Das Bundesverwaltungsgericht hat durch die Richterin Mag.a Gaby WALTNER als Einzelrichterin über die Beschwerde von XXXX,geb. am XXXX, StA. Mazedonien, vertreten durch Dr. Helmut BLUM, Rechtsanwalt, gegen den Bescheid des Bundesamtes für Fremdenwesen und Asyl vom 13.09.2017, Zl. XXXX, betreffend die Erlassung einer Rückkehrentscheidung und eines Einreiseverbots, beschlossen:

A) In Erledigung der Beschwerde wird der angefochtene Bescheid

aufgehoben und die Angelegenheit zur Erlassung eines neuen Bescheids an das Bundesamt für Fremdenwesen und Asyl zurückverwiesen.

B) Die Revision gemäß Art 133 Abs 4 B-VG ist nicht zulässig.

Text

BEGRÜNDUNG:

Verfahrensgang und Sachverhalt:

Anlässlich seiner Verhaftung am XXXX.2017 wurde der Beschwerdeführer (im Folgenden: BF) mit Schreiben des Bundesamtes für Fremdenwesen und Asyl (im Folgenden: BFA) vom 12.05.2017 darüber in Kenntnis gesetzt, dass im Falle einer Verurteilung beabsichtigt wird, aufenthaltsbeenden Maßnahmen zu setzen. Dem BF wurde die Möglichkeit gewährt, sich dazu zu äußern.
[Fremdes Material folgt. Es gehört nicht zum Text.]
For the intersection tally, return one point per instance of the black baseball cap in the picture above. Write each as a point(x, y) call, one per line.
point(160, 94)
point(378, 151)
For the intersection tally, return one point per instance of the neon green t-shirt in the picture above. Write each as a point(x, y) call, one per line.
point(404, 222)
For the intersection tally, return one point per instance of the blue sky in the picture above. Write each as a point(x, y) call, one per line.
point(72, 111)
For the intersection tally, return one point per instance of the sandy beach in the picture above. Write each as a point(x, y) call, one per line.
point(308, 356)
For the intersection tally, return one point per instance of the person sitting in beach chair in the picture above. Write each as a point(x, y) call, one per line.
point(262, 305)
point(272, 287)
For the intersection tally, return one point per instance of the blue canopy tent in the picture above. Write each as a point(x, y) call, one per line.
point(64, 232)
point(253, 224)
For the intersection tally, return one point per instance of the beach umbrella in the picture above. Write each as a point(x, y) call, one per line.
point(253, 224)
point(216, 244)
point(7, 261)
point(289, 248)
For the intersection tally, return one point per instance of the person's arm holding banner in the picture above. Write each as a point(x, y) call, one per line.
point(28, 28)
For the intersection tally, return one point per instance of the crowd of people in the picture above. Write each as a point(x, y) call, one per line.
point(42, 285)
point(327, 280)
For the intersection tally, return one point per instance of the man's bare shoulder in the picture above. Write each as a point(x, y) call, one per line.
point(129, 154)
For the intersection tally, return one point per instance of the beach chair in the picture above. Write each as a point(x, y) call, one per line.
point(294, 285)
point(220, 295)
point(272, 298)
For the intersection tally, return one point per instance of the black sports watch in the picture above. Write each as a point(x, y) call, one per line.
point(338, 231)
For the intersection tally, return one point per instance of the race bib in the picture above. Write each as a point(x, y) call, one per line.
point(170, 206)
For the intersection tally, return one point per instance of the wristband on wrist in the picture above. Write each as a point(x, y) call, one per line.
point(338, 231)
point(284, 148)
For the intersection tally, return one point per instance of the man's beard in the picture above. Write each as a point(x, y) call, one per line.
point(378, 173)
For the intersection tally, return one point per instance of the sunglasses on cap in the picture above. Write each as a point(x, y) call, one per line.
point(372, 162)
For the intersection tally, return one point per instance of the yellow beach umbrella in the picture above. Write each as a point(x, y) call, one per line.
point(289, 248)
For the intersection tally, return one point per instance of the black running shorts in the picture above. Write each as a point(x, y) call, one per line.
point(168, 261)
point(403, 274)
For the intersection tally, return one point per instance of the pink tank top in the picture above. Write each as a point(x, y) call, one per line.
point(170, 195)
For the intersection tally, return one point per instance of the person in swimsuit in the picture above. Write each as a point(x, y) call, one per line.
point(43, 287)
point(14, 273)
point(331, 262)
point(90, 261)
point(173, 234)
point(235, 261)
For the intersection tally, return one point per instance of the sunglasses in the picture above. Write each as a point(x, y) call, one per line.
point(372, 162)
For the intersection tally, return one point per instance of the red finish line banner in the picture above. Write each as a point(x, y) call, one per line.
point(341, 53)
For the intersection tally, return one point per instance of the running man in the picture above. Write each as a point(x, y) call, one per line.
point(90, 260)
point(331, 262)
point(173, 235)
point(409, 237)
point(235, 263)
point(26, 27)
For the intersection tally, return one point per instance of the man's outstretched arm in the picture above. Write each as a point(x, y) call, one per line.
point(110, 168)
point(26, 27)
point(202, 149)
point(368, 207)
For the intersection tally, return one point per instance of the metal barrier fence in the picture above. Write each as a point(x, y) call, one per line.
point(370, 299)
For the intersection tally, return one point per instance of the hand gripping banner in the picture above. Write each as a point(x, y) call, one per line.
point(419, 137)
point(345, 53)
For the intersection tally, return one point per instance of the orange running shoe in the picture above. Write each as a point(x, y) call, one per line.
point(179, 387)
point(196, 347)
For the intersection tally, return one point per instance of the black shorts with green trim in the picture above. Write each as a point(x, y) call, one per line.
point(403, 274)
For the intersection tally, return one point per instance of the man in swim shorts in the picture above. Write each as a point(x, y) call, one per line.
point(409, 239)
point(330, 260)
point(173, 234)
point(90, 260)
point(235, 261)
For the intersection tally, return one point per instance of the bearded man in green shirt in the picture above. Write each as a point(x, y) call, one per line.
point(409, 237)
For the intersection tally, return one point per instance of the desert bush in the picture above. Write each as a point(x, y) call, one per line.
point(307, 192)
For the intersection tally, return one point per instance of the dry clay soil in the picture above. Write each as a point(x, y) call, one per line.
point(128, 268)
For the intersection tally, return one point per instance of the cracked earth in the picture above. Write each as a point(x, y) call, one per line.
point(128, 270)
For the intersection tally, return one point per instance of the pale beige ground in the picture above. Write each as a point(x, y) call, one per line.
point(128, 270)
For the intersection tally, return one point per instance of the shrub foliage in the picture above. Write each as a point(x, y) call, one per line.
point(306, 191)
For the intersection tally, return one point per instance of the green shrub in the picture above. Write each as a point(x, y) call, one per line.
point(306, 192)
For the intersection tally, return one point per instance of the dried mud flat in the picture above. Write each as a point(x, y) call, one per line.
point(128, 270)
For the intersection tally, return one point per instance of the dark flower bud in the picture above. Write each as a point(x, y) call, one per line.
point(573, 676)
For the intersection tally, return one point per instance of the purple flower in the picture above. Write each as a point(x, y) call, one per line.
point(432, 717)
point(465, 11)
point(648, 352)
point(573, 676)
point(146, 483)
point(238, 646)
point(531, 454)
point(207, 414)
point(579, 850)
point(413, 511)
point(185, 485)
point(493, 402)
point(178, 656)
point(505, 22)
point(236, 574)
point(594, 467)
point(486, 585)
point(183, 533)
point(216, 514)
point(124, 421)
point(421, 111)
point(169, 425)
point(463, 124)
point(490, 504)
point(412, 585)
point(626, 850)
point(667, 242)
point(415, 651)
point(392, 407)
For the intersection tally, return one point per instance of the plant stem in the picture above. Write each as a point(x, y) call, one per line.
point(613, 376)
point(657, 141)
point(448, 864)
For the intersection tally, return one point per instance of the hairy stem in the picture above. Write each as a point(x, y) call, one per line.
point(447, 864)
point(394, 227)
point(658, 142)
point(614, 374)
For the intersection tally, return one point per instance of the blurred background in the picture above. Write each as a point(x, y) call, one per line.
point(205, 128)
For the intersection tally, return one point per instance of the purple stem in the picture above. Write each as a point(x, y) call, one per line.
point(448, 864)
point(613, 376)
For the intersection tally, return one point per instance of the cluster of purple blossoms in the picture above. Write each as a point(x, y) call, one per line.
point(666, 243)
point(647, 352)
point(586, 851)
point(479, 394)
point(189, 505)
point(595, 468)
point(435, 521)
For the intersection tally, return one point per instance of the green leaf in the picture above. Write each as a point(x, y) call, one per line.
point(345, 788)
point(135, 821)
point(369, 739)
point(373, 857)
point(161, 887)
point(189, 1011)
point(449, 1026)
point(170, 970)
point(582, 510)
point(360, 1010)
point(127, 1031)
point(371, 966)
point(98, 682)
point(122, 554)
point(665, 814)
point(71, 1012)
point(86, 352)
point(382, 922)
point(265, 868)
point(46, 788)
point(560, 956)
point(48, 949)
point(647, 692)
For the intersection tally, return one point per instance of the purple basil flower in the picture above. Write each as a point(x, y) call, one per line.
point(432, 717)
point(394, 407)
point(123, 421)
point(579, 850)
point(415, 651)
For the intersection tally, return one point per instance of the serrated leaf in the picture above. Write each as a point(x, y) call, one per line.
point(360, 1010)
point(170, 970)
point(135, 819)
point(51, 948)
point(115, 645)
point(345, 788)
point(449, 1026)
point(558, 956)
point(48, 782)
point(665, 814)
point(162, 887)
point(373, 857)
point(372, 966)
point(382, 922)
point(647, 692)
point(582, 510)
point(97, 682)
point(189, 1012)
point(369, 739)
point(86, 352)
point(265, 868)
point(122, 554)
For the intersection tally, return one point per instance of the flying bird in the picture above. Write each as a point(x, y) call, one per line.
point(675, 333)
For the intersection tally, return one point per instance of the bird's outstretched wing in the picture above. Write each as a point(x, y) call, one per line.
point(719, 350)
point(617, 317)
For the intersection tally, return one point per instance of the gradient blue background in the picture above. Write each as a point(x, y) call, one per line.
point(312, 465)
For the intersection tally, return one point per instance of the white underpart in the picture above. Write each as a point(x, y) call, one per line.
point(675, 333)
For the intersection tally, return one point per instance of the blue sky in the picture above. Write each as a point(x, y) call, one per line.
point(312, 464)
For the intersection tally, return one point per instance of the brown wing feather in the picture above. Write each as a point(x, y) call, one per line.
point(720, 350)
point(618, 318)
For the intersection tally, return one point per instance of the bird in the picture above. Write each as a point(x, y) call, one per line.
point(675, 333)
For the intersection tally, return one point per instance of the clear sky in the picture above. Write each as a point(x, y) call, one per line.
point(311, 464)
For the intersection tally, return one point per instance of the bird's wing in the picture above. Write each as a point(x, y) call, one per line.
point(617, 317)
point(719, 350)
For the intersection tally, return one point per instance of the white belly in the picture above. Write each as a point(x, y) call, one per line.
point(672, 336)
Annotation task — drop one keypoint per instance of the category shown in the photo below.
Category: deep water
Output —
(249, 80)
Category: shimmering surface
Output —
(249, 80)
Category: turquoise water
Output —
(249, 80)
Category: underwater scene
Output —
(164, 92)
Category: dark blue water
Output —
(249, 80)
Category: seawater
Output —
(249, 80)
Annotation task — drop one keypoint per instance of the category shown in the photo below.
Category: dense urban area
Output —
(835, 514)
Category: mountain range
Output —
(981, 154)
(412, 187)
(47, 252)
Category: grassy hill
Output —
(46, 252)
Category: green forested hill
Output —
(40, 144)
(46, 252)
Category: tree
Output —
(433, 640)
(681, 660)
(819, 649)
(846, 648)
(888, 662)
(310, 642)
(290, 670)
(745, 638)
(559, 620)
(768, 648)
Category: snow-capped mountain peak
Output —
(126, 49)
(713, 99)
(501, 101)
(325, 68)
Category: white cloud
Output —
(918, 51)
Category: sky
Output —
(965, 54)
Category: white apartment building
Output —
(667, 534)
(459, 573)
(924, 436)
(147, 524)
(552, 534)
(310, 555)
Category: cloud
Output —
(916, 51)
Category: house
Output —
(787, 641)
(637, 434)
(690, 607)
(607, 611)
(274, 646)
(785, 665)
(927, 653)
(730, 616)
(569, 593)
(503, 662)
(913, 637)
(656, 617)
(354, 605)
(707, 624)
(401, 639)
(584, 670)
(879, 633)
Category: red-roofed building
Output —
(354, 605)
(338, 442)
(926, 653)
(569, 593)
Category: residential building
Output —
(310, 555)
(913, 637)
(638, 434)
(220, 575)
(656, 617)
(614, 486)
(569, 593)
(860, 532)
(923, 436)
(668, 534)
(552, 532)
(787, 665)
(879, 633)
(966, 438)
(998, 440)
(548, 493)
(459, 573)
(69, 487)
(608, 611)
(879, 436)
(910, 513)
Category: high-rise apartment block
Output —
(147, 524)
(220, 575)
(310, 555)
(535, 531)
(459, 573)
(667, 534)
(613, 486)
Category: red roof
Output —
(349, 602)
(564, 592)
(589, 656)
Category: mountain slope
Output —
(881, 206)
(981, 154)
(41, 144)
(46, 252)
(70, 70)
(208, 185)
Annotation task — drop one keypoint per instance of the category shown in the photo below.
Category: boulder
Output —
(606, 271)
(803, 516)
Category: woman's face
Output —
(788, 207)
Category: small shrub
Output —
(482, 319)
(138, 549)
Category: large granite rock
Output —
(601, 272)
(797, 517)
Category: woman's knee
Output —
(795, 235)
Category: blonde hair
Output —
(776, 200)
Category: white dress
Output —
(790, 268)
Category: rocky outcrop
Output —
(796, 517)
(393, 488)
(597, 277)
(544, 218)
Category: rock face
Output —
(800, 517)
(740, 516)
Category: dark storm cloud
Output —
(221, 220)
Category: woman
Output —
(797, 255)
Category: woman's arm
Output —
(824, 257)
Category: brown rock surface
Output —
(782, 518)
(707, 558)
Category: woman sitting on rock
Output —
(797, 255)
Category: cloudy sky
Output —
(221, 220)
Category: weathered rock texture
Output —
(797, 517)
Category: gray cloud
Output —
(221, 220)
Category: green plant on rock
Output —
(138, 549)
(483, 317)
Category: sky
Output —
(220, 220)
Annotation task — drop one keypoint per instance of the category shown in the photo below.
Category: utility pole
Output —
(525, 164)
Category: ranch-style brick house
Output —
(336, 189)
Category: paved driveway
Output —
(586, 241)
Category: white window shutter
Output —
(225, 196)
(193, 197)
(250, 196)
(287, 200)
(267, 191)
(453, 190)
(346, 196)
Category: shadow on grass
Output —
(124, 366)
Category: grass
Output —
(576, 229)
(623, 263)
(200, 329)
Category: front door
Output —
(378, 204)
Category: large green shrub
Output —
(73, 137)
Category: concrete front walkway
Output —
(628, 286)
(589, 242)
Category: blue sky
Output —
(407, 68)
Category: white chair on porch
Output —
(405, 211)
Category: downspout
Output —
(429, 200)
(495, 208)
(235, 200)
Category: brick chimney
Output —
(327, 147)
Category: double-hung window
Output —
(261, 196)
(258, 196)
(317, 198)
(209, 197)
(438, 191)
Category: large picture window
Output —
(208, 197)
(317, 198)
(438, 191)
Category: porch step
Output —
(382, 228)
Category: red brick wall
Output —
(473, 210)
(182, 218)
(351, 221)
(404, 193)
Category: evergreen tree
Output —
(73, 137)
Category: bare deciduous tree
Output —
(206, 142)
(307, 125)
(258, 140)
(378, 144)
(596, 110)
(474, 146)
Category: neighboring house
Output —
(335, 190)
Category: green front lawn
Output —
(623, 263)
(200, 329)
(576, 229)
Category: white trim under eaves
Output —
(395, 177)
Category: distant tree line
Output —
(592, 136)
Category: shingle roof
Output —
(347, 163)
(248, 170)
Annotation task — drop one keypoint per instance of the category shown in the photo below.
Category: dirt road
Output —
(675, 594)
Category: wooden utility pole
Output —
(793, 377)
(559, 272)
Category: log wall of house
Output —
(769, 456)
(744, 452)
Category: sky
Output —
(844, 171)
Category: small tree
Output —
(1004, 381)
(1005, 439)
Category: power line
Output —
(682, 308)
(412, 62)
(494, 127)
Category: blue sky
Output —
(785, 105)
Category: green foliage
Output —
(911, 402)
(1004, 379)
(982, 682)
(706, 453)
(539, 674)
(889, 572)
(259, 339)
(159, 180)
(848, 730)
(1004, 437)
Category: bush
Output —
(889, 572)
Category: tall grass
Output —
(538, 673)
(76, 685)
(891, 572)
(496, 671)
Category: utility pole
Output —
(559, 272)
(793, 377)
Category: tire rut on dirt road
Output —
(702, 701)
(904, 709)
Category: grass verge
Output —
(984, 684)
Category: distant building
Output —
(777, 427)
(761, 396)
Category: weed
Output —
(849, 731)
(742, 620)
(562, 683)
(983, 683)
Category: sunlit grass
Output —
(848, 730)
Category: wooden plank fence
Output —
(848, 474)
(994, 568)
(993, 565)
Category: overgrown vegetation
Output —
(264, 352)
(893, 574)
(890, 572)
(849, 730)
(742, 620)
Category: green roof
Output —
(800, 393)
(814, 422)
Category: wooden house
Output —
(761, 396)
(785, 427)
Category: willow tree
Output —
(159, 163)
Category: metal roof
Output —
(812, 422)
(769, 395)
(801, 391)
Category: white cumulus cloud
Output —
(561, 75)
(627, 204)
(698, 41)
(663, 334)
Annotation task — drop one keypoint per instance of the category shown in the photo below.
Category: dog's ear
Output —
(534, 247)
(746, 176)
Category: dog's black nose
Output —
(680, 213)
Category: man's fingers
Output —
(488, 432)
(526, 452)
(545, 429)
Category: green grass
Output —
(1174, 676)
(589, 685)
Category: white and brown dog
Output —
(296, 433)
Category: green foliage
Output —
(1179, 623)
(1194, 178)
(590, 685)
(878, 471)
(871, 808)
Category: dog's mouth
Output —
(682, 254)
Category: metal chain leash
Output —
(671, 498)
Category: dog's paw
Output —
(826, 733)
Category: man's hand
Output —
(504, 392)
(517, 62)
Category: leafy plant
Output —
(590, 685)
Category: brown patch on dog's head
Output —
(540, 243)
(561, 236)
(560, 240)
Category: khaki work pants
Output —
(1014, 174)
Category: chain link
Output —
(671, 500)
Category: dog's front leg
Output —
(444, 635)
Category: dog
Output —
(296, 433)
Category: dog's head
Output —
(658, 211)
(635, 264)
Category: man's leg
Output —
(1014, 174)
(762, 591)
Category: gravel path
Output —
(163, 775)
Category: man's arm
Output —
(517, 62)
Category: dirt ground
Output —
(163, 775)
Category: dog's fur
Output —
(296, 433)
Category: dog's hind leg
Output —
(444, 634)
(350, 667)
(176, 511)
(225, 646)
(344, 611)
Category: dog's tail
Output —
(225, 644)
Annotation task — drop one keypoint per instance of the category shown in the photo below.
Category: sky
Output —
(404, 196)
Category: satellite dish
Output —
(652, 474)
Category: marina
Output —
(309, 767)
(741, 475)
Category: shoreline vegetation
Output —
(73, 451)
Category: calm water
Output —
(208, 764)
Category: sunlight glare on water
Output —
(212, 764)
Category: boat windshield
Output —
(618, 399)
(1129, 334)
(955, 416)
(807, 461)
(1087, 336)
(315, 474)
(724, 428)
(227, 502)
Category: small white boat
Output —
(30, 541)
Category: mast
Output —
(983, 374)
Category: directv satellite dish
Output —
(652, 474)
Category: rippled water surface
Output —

Eine entsprechende Stellungnahme langte am 26.05.2017 beim BFA ein. Daraus geht unter anderem hervor, dass der BF im Mai 2015 legal in das Bundesgebiet eingereist sei. Seine Gattin, eine deutsche Staatsbürgerin, lebe in Deutschland.

Mit Urteil des Landesgerichtes XXXX vom 23.08.2017, XXXX, wurde er wegen des Verbrechens des Suchtgifthandels nach § 28a Abs. 1, 5. Fall SMG zu einer Freiheitsstrafe in der Dauer von 18 Monaten verurteilt, wobei ein Teil der Freiheitsstrafe von 12 Monaten unter Bestimmung einer Probezeit von 3 Jahren bedingt nachgesehen wurde.

Mit dem oben angeführten Bescheid wurde gegen den BF gemäß § 52 Abs. 4 FPG iVm § 9 BFA-VG eine Rückkehrentscheidung erlassen (Spruchpunkt I.), gemäß § 52 Abs. 9 FPG die Zulässigkeit der Abschiebung gemäß § 46 FPG nach Mazedonien festgestellt (Spruchpunkt II.), gemäß § 55 Abs. 1 bis 3 FPG eine Frist von zwei Wochen für die freiwillige Ausreise eingeräumt (Spruchpunkt III.), und gemäß § 53 Abs. 1 iVm Abs. 3 Z 1 FPG ein auf die Dauer von fünf Jahren befristetes Einreiseverbot erlassen (Spruchpunkt IV.). Begründend führte das BFA unter anderem aus, dass der BF, welcher über einen Aufenthaltstitel verfügt, die österreichische Rechtsordnung missachtet habe, indem er Suchtgifthandel betrieben und in weiterer Folge dafür gerichtlich verurteilt worden sei. Er weise keinerlei nennenswerte familiäre Bindungen und somit kein schützenwertes Familienleben in Österreich auf. Das Einreiseverbot wurde mit der strafgerichtlichen Verurteilung des BF begründet.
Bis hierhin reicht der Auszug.